Below are my top 7 tips:
1. Speak with the interpreter(s) prior to the start of mediation!
- Introduce yourself to the interpreter(s) and speak briefly with the interpreter prior to the start of mediation.
- Give the interpreter(s) a little background information about the matter, including the names of the parties and a brief description of the case.
- Ask interpreters if they prefer to introduce themselves and clarify their role or if they would prefer you do so in your opening statement.
- Ask the interpreters to verify the parties understand them at the beginning of the session.
- If you have a copy of document(s) you intend to use, provide one to the interpreter either before the mediation or as soon as you can at the beginning of the mediation.
2. Speak to and look directly at the LEP party, not the interpreter.

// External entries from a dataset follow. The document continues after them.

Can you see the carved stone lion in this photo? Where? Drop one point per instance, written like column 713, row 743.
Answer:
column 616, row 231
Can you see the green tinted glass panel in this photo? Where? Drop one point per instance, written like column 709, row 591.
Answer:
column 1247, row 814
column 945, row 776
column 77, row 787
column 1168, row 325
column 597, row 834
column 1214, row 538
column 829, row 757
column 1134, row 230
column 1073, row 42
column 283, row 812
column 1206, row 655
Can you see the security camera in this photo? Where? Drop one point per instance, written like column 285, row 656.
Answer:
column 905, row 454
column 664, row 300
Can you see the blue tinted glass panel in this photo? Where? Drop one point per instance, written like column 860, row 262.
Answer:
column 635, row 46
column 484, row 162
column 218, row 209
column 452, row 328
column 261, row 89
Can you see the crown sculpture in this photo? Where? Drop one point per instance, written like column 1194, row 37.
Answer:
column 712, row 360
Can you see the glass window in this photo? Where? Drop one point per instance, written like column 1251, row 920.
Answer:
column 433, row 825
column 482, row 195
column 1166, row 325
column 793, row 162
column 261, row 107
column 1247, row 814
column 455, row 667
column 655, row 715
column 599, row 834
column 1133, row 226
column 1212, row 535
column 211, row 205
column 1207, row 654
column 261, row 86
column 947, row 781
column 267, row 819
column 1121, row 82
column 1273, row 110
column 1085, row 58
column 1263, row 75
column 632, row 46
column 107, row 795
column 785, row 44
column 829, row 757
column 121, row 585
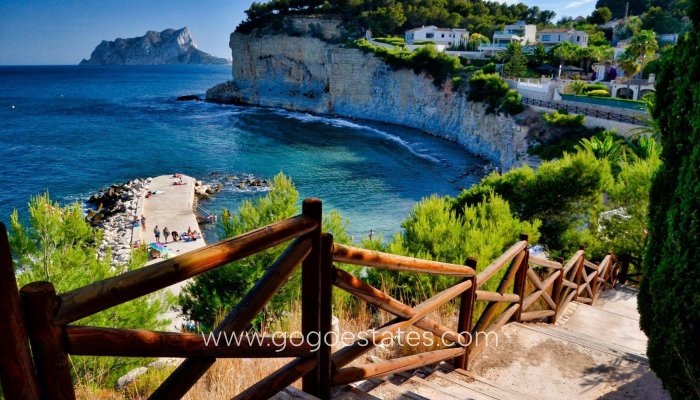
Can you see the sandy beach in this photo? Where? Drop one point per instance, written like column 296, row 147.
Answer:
column 171, row 207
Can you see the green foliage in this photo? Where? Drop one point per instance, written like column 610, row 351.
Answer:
column 577, row 87
column 426, row 59
column 623, row 230
column 436, row 231
column 57, row 245
column 494, row 91
column 516, row 65
column 393, row 17
column 618, row 7
column 606, row 146
column 598, row 93
column 668, row 298
column 641, row 50
column 600, row 15
column 210, row 296
column 562, row 118
column 489, row 68
column 564, row 194
column 394, row 41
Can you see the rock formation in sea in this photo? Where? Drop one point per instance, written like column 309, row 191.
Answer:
column 167, row 47
column 309, row 73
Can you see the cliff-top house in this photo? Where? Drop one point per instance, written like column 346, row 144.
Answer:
column 440, row 36
column 552, row 37
column 519, row 32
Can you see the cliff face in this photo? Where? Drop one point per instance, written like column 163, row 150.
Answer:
column 168, row 47
column 303, row 73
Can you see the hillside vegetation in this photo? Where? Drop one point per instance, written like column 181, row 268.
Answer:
column 393, row 17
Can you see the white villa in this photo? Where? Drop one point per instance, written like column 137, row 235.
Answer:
column 441, row 36
column 552, row 37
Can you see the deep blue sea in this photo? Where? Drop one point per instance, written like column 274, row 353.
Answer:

- Speak directly with the LEP person, not the interpreter.
- Keep in the mind that the interpreter is not a party to the mediation. The interpreter’s role is more of a communication tool – and your focus should be on the mediation recipients.
3. Take frequent pauses.
- Pause after a couple of sentences or once the concept is complete. This may seem unnatural; however, as you continue to work with interpreters, you will begin to find a natural rhythm.
- Clarify points as you go.
- Pauses help to minimize interruptions.
4. EVERYTHING you say will be interpreted, including sidebars.
5. Avoid slang and acronyms when possible.
- Sometimes slang cannot be easily interpreted into another language.
- Speak clearly and in general terms.
6. Speak slower, not louder.
- I don’t know if this is true for all cultures, but I have noticed that sometimes people start to speak louder to someone who is LEP. This will not help the person understand, and may lead to frustration on both parts.
7. Allow extra time for the mediation.
- Interpretation may increase the time you normally allot for mediation.
- Generally, I increase my mediation time by 20 minutes for each hour.